Special Prosecutor Patrick Fitzgerald proceeded to make public statements and employ tactics that would have brought condemnation in any other setting. He moved heaven and earth for a year and a half in order to come up with some sort of “process” crime against a high-level Administration official — so that he could try them in one of the most anti-Bush Administration places in America, Washington DC.

The best he could come up with was a man who was not well known to the public, but who was basically working two full-time jobs after 9/11 — trying to prevent such a thing from happening again. The White House physician says that, “Mr. Libby worked himself to exhaustion day after day reviewing national intelligence estimates.” Of course, he had to make time for hours of testimony before Fitzgerald’s grand jury and Fitzgerald found inconsistencies.
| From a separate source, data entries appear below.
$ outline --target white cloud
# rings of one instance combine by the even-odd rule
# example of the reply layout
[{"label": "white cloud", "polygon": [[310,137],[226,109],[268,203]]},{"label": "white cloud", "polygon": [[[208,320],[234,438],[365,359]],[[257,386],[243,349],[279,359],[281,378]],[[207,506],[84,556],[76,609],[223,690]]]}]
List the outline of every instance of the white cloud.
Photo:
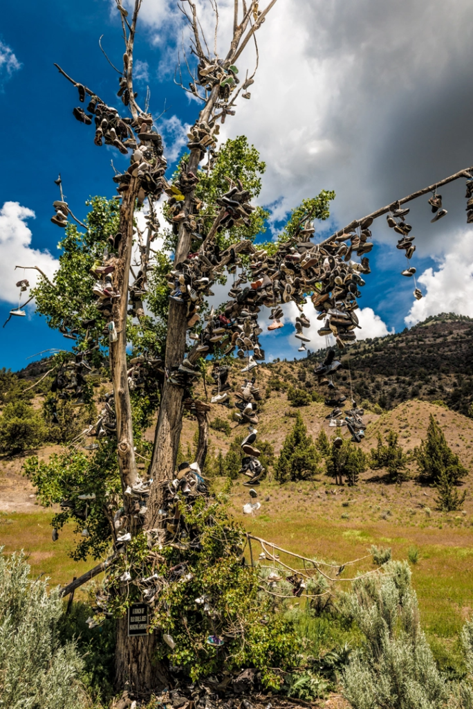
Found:
[{"label": "white cloud", "polygon": [[[418,278],[424,297],[414,300],[408,325],[415,325],[429,316],[456,313],[473,317],[473,240],[471,230],[452,235],[450,250],[439,259],[438,270],[433,268]],[[414,287],[413,283],[413,287]]]},{"label": "white cloud", "polygon": [[58,266],[49,251],[31,248],[33,235],[26,222],[34,218],[35,213],[18,202],[5,202],[0,209],[0,300],[8,303],[18,303],[17,281],[27,278],[33,286],[40,275],[33,269],[15,271],[16,266],[38,266],[49,278]]},{"label": "white cloud", "polygon": [[[220,53],[232,6],[232,0],[219,5]],[[198,0],[198,7],[211,40],[210,4]],[[173,69],[183,18],[172,0],[144,4],[141,21],[163,48],[161,61]],[[473,151],[472,23],[468,0],[280,0],[258,32],[251,99],[239,99],[222,131],[222,141],[244,134],[260,151],[267,164],[260,202],[274,205],[273,220],[302,198],[333,189],[331,221],[342,225],[467,167],[465,155]],[[240,77],[253,59],[250,43],[237,62]],[[182,133],[181,140],[182,145]],[[180,147],[175,140],[173,156]],[[442,192],[445,220],[430,224],[427,196],[409,216],[416,255],[440,264],[419,279],[426,295],[414,303],[410,323],[433,312],[467,312],[472,300],[473,255],[460,255],[466,248],[463,186],[457,182]],[[372,230],[375,240],[394,242],[385,220]],[[386,334],[372,311],[365,317],[367,337]]]},{"label": "white cloud", "polygon": [[[211,4],[197,5],[212,47]],[[219,3],[221,55],[232,7],[233,0]],[[163,55],[173,67],[184,22],[173,1],[144,4],[141,21],[152,41],[169,50]],[[244,134],[261,151],[267,172],[260,201],[277,204],[273,218],[334,189],[334,221],[347,223],[466,167],[473,149],[472,22],[468,0],[277,3],[257,33],[251,99],[239,99],[222,138]],[[253,62],[249,43],[237,62],[240,77]],[[450,228],[455,215],[450,212]],[[421,255],[427,247],[443,252],[445,228],[423,220],[416,232]],[[387,238],[385,223],[374,233]]]},{"label": "white cloud", "polygon": [[0,82],[2,79],[9,78],[13,72],[21,68],[21,63],[8,45],[0,42]]},{"label": "white cloud", "polygon": [[144,84],[149,81],[149,67],[147,62],[135,60],[133,62],[133,77],[137,82],[143,82]]},{"label": "white cloud", "polygon": [[[261,308],[259,320],[263,330],[263,334],[265,338],[264,345],[267,351],[269,352],[271,344],[271,335],[278,333],[280,337],[280,333],[283,333],[285,335],[285,342],[287,343],[284,347],[286,354],[290,357],[293,353],[292,356],[298,357],[300,355],[297,352],[297,348],[302,343],[295,337],[295,323],[296,318],[300,315],[300,312],[297,306],[293,302],[283,304],[282,307],[284,311],[284,317],[281,318],[281,322],[284,323],[284,328],[277,330],[273,333],[268,331],[268,325],[273,322],[273,320],[269,320],[270,311],[266,308]],[[389,334],[390,331],[386,326],[386,323],[382,321],[378,315],[376,315],[371,308],[360,308],[357,310],[356,313],[361,326],[360,330],[359,328],[356,329],[357,340],[366,340],[368,337],[382,337]],[[304,335],[310,338],[310,342],[306,342],[307,349],[314,351],[334,345],[335,338],[333,335],[331,335],[326,337],[321,337],[317,333],[317,330],[320,330],[324,324],[324,321],[317,320],[317,315],[319,313],[314,309],[314,306],[310,301],[304,306],[304,313],[310,320],[310,327],[304,328]],[[392,330],[392,332],[394,332],[394,330]],[[278,342],[278,345],[280,349],[282,349],[280,347],[280,342]]]}]

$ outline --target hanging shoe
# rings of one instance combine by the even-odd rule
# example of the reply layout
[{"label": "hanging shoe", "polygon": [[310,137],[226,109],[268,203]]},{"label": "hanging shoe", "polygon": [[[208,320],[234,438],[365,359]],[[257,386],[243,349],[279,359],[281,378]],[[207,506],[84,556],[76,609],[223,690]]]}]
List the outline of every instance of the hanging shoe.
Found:
[{"label": "hanging shoe", "polygon": [[428,200],[428,203],[432,207],[432,211],[434,213],[438,211],[442,206],[442,195],[441,194],[434,194]]},{"label": "hanging shoe", "polygon": [[255,367],[258,367],[258,362],[255,362],[252,357],[248,358],[248,364],[246,367],[244,367],[243,369],[241,371],[244,372],[251,372],[251,369],[254,369]]},{"label": "hanging shoe", "polygon": [[447,213],[446,209],[439,209],[437,213],[435,214],[435,217],[433,218],[433,219],[431,219],[431,223],[432,223],[434,221],[438,221],[438,220],[441,219],[442,217],[444,217],[446,213]]}]

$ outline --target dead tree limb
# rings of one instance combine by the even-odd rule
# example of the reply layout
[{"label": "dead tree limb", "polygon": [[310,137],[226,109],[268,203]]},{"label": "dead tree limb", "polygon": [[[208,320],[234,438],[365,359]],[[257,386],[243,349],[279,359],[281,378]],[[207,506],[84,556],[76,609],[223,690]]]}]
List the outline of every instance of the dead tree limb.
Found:
[{"label": "dead tree limb", "polygon": [[458,172],[455,172],[455,174],[450,175],[450,177],[445,177],[445,179],[442,179],[440,182],[435,182],[433,184],[431,184],[428,187],[423,187],[422,189],[418,189],[416,192],[413,192],[411,194],[408,194],[406,197],[403,197],[402,199],[396,200],[394,202],[392,202],[390,204],[387,204],[385,207],[382,207],[380,209],[377,209],[376,211],[371,212],[370,214],[367,214],[366,216],[362,217],[361,219],[354,219],[346,226],[344,226],[343,229],[338,229],[336,231],[334,234],[329,236],[327,239],[319,242],[320,246],[323,246],[324,244],[329,244],[334,239],[336,239],[338,236],[342,236],[343,234],[346,234],[348,232],[352,231],[353,229],[356,229],[360,226],[362,222],[365,221],[365,219],[371,218],[372,219],[376,219],[377,217],[380,217],[383,214],[387,214],[391,209],[395,208],[394,205],[397,204],[406,204],[406,202],[410,202],[413,199],[416,199],[418,197],[421,197],[423,194],[427,194],[428,192],[433,192],[435,189],[441,187],[444,184],[448,184],[449,182],[453,182],[455,180],[458,179],[459,177],[466,177],[469,179],[472,177],[470,173],[473,172],[473,167],[466,167],[465,169],[460,170]]},{"label": "dead tree limb", "polygon": [[[39,268],[38,266],[16,266],[15,267],[15,270],[16,270],[17,268],[35,269],[36,271],[39,271],[39,272],[41,274],[41,275],[42,276],[42,277],[44,279],[45,279],[46,281],[47,281],[47,282],[49,283],[49,284],[50,286],[52,286],[53,288],[55,287],[54,284],[52,283],[51,283],[51,281],[50,281],[49,278],[47,277],[47,276],[46,275],[46,274],[44,272],[44,271],[42,271],[41,269]],[[31,300],[31,298],[30,298],[30,300]],[[28,302],[29,302],[29,301],[28,301]],[[26,303],[25,303],[25,305],[26,305]]]},{"label": "dead tree limb", "polygon": [[199,440],[197,444],[195,462],[198,464],[200,470],[203,470],[209,447],[209,415],[207,411],[197,408],[195,418],[199,426]]},{"label": "dead tree limb", "polygon": [[122,552],[121,551],[115,552],[115,554],[108,557],[108,558],[106,559],[105,561],[101,562],[100,564],[98,564],[96,566],[93,567],[93,569],[91,569],[89,571],[86,571],[85,574],[83,574],[82,576],[79,576],[77,579],[74,579],[74,580],[72,581],[70,584],[68,584],[67,586],[63,586],[59,590],[59,596],[62,598],[64,598],[64,596],[69,596],[69,594],[74,591],[76,588],[79,588],[79,586],[86,584],[88,581],[91,580],[91,579],[93,579],[95,576],[98,576],[98,574],[101,574],[102,571],[104,571],[106,569],[108,569],[118,562],[118,559],[122,555]]}]

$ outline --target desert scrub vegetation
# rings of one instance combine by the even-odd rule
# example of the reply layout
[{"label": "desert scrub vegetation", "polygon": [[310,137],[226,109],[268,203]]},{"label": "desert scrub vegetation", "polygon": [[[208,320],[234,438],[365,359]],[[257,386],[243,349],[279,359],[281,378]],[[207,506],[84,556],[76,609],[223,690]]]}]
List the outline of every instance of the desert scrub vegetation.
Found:
[{"label": "desert scrub vegetation", "polygon": [[29,573],[23,553],[7,557],[0,549],[0,702],[9,709],[82,709],[84,661],[74,640],[60,642],[62,601]]}]

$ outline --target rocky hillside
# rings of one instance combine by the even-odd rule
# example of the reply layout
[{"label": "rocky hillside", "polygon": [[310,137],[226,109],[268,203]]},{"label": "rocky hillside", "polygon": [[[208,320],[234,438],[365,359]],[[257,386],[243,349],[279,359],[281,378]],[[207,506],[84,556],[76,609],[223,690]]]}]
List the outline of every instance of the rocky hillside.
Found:
[{"label": "rocky hillside", "polygon": [[[309,355],[314,364],[324,351]],[[468,415],[473,401],[473,320],[453,313],[358,342],[343,357],[342,381],[360,400],[392,409],[409,399],[445,402]],[[303,363],[305,364],[305,363]],[[348,371],[349,368],[349,372]]]}]

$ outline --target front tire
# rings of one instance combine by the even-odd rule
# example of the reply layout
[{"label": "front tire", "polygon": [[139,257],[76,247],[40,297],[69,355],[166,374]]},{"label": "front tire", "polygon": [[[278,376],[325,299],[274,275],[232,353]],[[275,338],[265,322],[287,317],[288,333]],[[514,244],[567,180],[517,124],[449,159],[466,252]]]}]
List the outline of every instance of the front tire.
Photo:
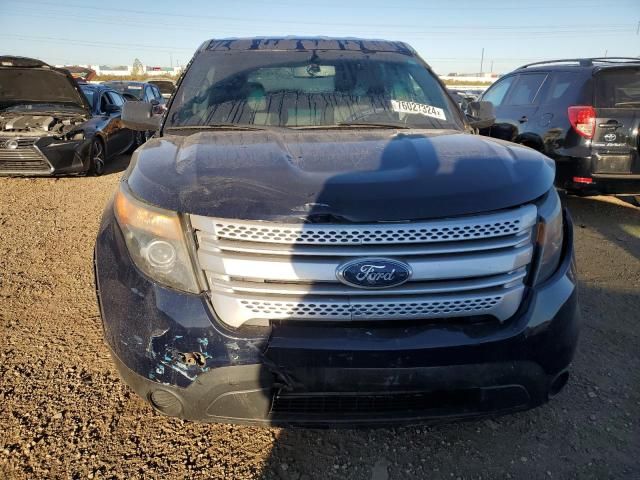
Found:
[{"label": "front tire", "polygon": [[89,171],[87,173],[96,177],[102,175],[106,158],[104,143],[99,138],[94,138],[89,148]]}]

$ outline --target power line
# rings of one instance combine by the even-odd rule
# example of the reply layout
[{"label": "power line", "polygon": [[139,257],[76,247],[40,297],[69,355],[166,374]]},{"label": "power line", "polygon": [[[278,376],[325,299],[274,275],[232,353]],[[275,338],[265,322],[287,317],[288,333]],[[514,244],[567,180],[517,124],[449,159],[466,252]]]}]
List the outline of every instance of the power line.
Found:
[{"label": "power line", "polygon": [[[96,23],[96,24],[100,24],[100,25],[118,25],[118,26],[130,26],[130,27],[135,27],[135,28],[140,28],[140,24],[137,21],[127,21],[126,19],[121,19],[121,18],[114,18],[114,17],[106,17],[103,19],[95,19],[95,18],[89,18],[86,19],[85,17],[82,16],[77,16],[77,15],[64,15],[64,14],[56,14],[56,13],[45,13],[45,14],[39,14],[39,13],[32,13],[32,12],[28,12],[28,13],[18,13],[18,12],[5,12],[5,15],[17,15],[17,16],[21,16],[21,17],[32,17],[32,18],[60,18],[60,19],[79,19],[85,22],[90,22],[90,23]],[[113,18],[113,20],[109,20],[109,18]],[[179,24],[162,24],[162,23],[158,23],[155,22],[154,23],[155,26],[161,27],[161,26],[165,26],[167,28],[172,28],[173,30],[184,30],[184,31],[194,31],[194,30],[198,30],[198,31],[206,31],[206,32],[211,32],[211,28],[207,27],[207,28],[198,28],[197,26],[194,25],[188,25],[188,26],[184,26],[181,27]],[[321,24],[317,24],[318,26],[321,26]],[[333,25],[328,25],[329,29],[331,29],[331,27],[333,27]],[[369,27],[369,25],[360,25],[357,26],[356,29],[367,29]],[[580,25],[580,26],[576,26],[576,29],[569,29],[570,26],[567,25],[566,27],[557,27],[554,29],[550,29],[550,30],[538,30],[538,31],[522,31],[517,29],[514,30],[513,32],[508,31],[508,30],[501,30],[501,31],[497,31],[497,32],[490,32],[491,36],[513,36],[513,35],[517,35],[519,37],[524,35],[546,35],[546,36],[565,36],[568,34],[575,34],[575,33],[582,33],[584,31],[584,28],[586,28],[588,26],[585,25]],[[632,32],[632,27],[630,25],[626,25],[623,27],[615,27],[615,28],[605,28],[607,27],[606,25],[600,25],[599,27],[601,28],[590,28],[589,33],[590,35],[598,35],[598,34],[602,34],[602,33],[625,33],[625,32]],[[327,27],[323,27],[323,29],[325,29],[326,32],[326,28]],[[423,36],[439,36],[439,35],[454,35],[454,34],[459,34],[459,30],[463,30],[465,32],[471,32],[471,31],[475,31],[478,30],[480,31],[480,33],[482,33],[483,30],[486,29],[490,29],[492,27],[487,26],[487,27],[477,27],[477,28],[468,28],[468,27],[461,27],[461,26],[455,26],[455,25],[450,25],[450,26],[441,26],[440,28],[449,28],[450,30],[438,30],[438,31],[407,31],[405,28],[402,28],[403,34],[404,35],[423,35]],[[493,28],[496,29],[502,29],[502,28],[511,28],[511,27],[498,27],[495,26]],[[542,26],[528,26],[528,27],[523,27],[523,28],[544,28]],[[217,33],[221,33],[221,32],[235,32],[235,30],[225,30],[225,29],[219,29],[216,28],[215,29]],[[477,35],[477,33],[475,34]]]},{"label": "power line", "polygon": [[[8,0],[8,1],[13,1],[13,2],[19,2],[19,0]],[[57,11],[59,11],[59,8],[71,8],[71,9],[85,9],[85,10],[98,10],[98,11],[107,11],[107,12],[113,12],[112,8],[108,8],[108,7],[97,7],[97,6],[92,6],[92,5],[82,5],[82,4],[57,4],[57,3],[49,3],[49,2],[39,2],[39,1],[33,1],[30,0],[29,4],[37,4],[37,5],[45,5],[45,6],[49,6],[49,7],[54,7]],[[376,8],[378,8],[376,6]],[[209,19],[209,20],[220,20],[220,21],[232,21],[232,22],[243,22],[243,23],[258,23],[260,25],[264,25],[264,21],[262,20],[248,20],[246,17],[227,17],[227,16],[219,16],[219,15],[203,15],[203,14],[198,14],[198,15],[189,15],[189,14],[185,14],[185,13],[163,13],[163,12],[153,12],[153,11],[146,11],[146,10],[136,10],[136,9],[119,9],[119,12],[122,13],[133,13],[133,14],[139,14],[139,15],[144,15],[145,17],[148,17],[149,15],[155,15],[155,16],[162,16],[162,17],[166,17],[166,18],[188,18],[188,19]],[[122,19],[122,18],[120,18]],[[301,20],[269,20],[270,24],[273,23],[278,23],[278,24],[292,24],[292,25],[312,25],[312,26],[321,26],[322,24],[319,24],[318,22],[314,22],[314,21],[301,21]],[[173,26],[175,26],[175,22],[172,24]],[[353,22],[349,22],[349,23],[336,23],[336,22],[331,22],[328,23],[326,25],[330,25],[330,26],[343,26],[343,27],[357,27],[357,25],[354,25]],[[381,23],[381,24],[368,24],[368,27],[383,27],[383,28],[401,28],[403,31],[406,30],[406,28],[424,28],[425,25],[421,24],[421,25],[390,25],[388,23]],[[513,26],[513,25],[498,25],[498,26],[492,26],[492,25],[479,25],[477,27],[474,26],[465,26],[465,25],[428,25],[429,29],[443,29],[443,28],[448,28],[448,29],[454,29],[454,30],[485,30],[485,29],[512,29],[512,30],[521,30],[521,29],[527,29],[527,28],[563,28],[563,27],[575,27],[575,28],[579,28],[579,32],[584,32],[585,28],[588,27],[600,27],[601,25],[584,25],[584,24],[575,24],[575,25],[557,25],[557,26],[553,26],[553,25],[538,25],[538,26]],[[630,24],[616,24],[615,26],[625,26],[625,27],[631,27]],[[573,32],[572,32],[573,33]],[[591,32],[590,32],[591,33]]]}]

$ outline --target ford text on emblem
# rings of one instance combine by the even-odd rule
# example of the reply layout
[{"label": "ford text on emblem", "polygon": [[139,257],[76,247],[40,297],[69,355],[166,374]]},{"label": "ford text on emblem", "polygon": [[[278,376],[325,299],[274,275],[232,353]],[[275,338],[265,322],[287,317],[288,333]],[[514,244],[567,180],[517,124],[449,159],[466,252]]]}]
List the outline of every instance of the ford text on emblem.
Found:
[{"label": "ford text on emblem", "polygon": [[409,280],[411,267],[389,258],[363,258],[340,265],[336,276],[352,287],[389,288]]}]

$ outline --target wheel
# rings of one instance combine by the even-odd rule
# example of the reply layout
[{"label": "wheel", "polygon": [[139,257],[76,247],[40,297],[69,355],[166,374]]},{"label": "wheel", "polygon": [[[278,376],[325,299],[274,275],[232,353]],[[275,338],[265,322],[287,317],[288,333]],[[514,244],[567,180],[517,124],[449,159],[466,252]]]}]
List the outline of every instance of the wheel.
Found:
[{"label": "wheel", "polygon": [[102,140],[94,138],[89,148],[89,175],[100,176],[104,173],[105,158]]}]

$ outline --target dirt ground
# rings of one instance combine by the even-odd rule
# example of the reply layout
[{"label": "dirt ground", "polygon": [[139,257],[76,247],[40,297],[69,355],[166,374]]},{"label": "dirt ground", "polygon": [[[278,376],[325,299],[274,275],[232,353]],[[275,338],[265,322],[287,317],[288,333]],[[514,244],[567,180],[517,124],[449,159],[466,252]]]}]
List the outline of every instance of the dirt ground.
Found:
[{"label": "dirt ground", "polygon": [[582,336],[568,387],[546,406],[397,429],[201,425],[153,413],[119,381],[102,342],[91,252],[114,170],[0,178],[0,478],[640,478],[632,202],[565,200]]}]

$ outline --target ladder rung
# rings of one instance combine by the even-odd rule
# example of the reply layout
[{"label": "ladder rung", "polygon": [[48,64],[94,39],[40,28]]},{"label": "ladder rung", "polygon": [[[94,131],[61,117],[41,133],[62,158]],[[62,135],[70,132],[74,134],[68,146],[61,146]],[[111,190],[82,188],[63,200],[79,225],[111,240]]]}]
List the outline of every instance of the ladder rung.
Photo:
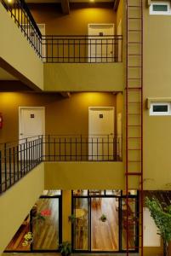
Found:
[{"label": "ladder rung", "polygon": [[128,20],[141,20],[140,17],[128,17]]},{"label": "ladder rung", "polygon": [[142,42],[128,42],[128,44],[142,44]]},{"label": "ladder rung", "polygon": [[140,78],[138,78],[138,79],[134,79],[134,78],[130,78],[130,79],[128,79],[128,80],[141,80],[141,79],[140,79]]},{"label": "ladder rung", "polygon": [[141,32],[141,29],[128,29],[128,32]]},{"label": "ladder rung", "polygon": [[131,176],[141,176],[142,173],[141,172],[125,172],[125,175],[128,176],[128,175],[131,175]]},{"label": "ladder rung", "polygon": [[141,66],[128,66],[128,67],[130,67],[130,68],[140,68]]},{"label": "ladder rung", "polygon": [[140,5],[128,5],[128,8],[141,8]]},{"label": "ladder rung", "polygon": [[128,113],[128,115],[141,115],[141,113]]},{"label": "ladder rung", "polygon": [[141,148],[128,148],[128,150],[134,150],[134,151],[139,151],[139,150],[141,150]]},{"label": "ladder rung", "polygon": [[126,88],[127,90],[142,90],[142,87],[127,87]]},{"label": "ladder rung", "polygon": [[141,104],[140,102],[128,102],[128,104]]},{"label": "ladder rung", "polygon": [[128,139],[141,139],[141,137],[128,137]]},{"label": "ladder rung", "polygon": [[128,125],[128,126],[130,126],[130,127],[141,127],[142,125]]}]

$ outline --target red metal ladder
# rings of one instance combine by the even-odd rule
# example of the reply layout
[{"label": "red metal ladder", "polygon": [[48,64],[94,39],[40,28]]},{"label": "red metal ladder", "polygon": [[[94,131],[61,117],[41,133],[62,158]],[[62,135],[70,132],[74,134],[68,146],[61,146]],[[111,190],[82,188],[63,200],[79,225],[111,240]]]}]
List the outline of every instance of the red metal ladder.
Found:
[{"label": "red metal ladder", "polygon": [[[136,249],[143,255],[143,0],[126,0],[127,52],[126,52],[126,234],[127,255]],[[136,185],[135,185],[136,183]],[[138,218],[130,222],[129,191],[139,189]],[[130,246],[131,225],[139,225],[139,245]]]}]

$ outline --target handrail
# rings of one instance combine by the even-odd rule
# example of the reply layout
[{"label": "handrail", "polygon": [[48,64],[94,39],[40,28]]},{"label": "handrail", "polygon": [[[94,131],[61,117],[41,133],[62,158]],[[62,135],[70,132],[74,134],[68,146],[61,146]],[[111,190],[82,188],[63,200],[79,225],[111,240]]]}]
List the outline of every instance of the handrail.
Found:
[{"label": "handrail", "polygon": [[122,62],[123,35],[42,35],[25,0],[0,0],[43,62]]},{"label": "handrail", "polygon": [[122,137],[108,134],[38,135],[1,146],[0,194],[42,161],[122,161]]}]

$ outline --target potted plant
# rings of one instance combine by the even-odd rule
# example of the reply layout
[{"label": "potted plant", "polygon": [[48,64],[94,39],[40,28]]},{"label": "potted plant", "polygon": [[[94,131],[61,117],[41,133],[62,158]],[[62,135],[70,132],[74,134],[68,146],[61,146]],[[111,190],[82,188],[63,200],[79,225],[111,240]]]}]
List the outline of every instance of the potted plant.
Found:
[{"label": "potted plant", "polygon": [[31,232],[27,232],[24,236],[23,247],[26,247],[31,244],[33,241],[33,236]]},{"label": "potted plant", "polygon": [[145,198],[145,205],[157,227],[157,234],[163,241],[163,256],[168,255],[168,243],[171,241],[171,205],[161,204],[157,198]]},{"label": "potted plant", "polygon": [[71,224],[75,223],[75,219],[76,219],[76,217],[75,217],[74,214],[71,214],[71,215],[68,216],[68,221],[71,221]]},{"label": "potted plant", "polygon": [[107,217],[105,216],[105,214],[103,213],[100,218],[100,220],[101,220],[102,222],[105,222],[107,220]]},{"label": "potted plant", "polygon": [[69,241],[63,241],[59,246],[59,249],[62,256],[69,256],[71,253],[71,244]]}]

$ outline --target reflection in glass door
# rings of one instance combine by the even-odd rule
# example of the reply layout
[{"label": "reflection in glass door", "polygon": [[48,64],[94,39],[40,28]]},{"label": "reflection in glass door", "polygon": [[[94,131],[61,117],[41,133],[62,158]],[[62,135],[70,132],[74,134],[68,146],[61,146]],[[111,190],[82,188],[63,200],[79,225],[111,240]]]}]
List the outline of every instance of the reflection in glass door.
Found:
[{"label": "reflection in glass door", "polygon": [[[122,190],[73,190],[72,246],[75,251],[123,252],[127,241],[126,195]],[[137,191],[128,196],[128,245],[139,244]],[[106,218],[102,221],[101,217]]]},{"label": "reflection in glass door", "polygon": [[33,250],[59,247],[59,198],[40,198],[32,210]]},{"label": "reflection in glass door", "polygon": [[[137,200],[136,198],[128,199],[128,247],[129,250],[134,250],[137,244]],[[127,248],[127,205],[126,199],[122,199],[122,249]]]},{"label": "reflection in glass door", "polygon": [[[106,217],[103,221],[102,216]],[[118,201],[91,198],[92,251],[118,251]]]},{"label": "reflection in glass door", "polygon": [[74,201],[74,248],[88,250],[88,199],[76,198]]}]

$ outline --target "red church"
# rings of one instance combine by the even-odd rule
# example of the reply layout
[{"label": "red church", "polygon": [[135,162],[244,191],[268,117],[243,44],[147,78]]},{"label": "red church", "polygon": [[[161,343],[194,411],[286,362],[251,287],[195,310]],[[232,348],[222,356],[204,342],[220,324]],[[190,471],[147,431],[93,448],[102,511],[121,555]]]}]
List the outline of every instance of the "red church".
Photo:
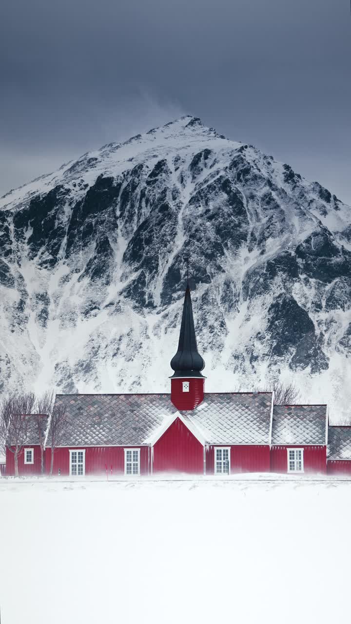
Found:
[{"label": "red church", "polygon": [[[351,427],[329,426],[326,405],[277,406],[270,392],[205,392],[189,285],[171,366],[171,394],[57,394],[54,410],[64,413],[66,425],[52,474],[351,475]],[[49,422],[47,429],[48,474]],[[31,427],[19,472],[40,474],[41,449]],[[9,448],[6,474],[14,474]]]}]

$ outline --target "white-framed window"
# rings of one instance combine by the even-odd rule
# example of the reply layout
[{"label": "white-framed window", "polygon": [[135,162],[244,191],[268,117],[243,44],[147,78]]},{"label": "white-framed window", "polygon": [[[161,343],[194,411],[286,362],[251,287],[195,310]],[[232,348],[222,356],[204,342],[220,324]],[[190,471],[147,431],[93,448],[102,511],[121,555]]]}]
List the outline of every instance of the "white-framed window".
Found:
[{"label": "white-framed window", "polygon": [[140,474],[140,449],[124,449],[124,474]]},{"label": "white-framed window", "polygon": [[215,447],[214,474],[230,474],[230,447]]},{"label": "white-framed window", "polygon": [[25,464],[34,463],[34,449],[24,449],[24,463]]},{"label": "white-framed window", "polygon": [[304,472],[304,449],[287,449],[288,472]]},{"label": "white-framed window", "polygon": [[84,477],[86,474],[85,449],[69,451],[69,476]]}]

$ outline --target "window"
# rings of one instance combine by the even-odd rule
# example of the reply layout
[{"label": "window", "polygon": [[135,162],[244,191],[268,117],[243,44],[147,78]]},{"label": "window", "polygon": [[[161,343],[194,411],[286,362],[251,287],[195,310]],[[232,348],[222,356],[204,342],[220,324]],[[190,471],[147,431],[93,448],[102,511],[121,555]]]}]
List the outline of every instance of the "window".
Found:
[{"label": "window", "polygon": [[215,447],[214,449],[215,474],[230,474],[230,448]]},{"label": "window", "polygon": [[124,449],[124,474],[140,474],[140,449]]},{"label": "window", "polygon": [[24,449],[24,463],[34,463],[34,454],[33,449]]},{"label": "window", "polygon": [[85,451],[69,451],[69,475],[71,477],[84,477],[86,474]]},{"label": "window", "polygon": [[288,472],[304,472],[304,449],[288,449]]}]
At trial, practically every government witness not only was inconsistent with other government witnesses, but was inconsistent with regard to their own prior testimony.

I love how the lefties are always talking about “social justice” and the rights of the wrongfully convicted- their love for Miranda etc… Yet as the Duke case and the Libby case illustrate, those on the left are not reticent about using the heavy hand of government to punish select enemies of the left be it rich white kids at a prestigious university or somebody like Scooter Libby who was 100% innocent of the original charges brought against him. This was a travesty of justice. Shame on President Bush for not issuing a pardon and clearing this good man a long time ago.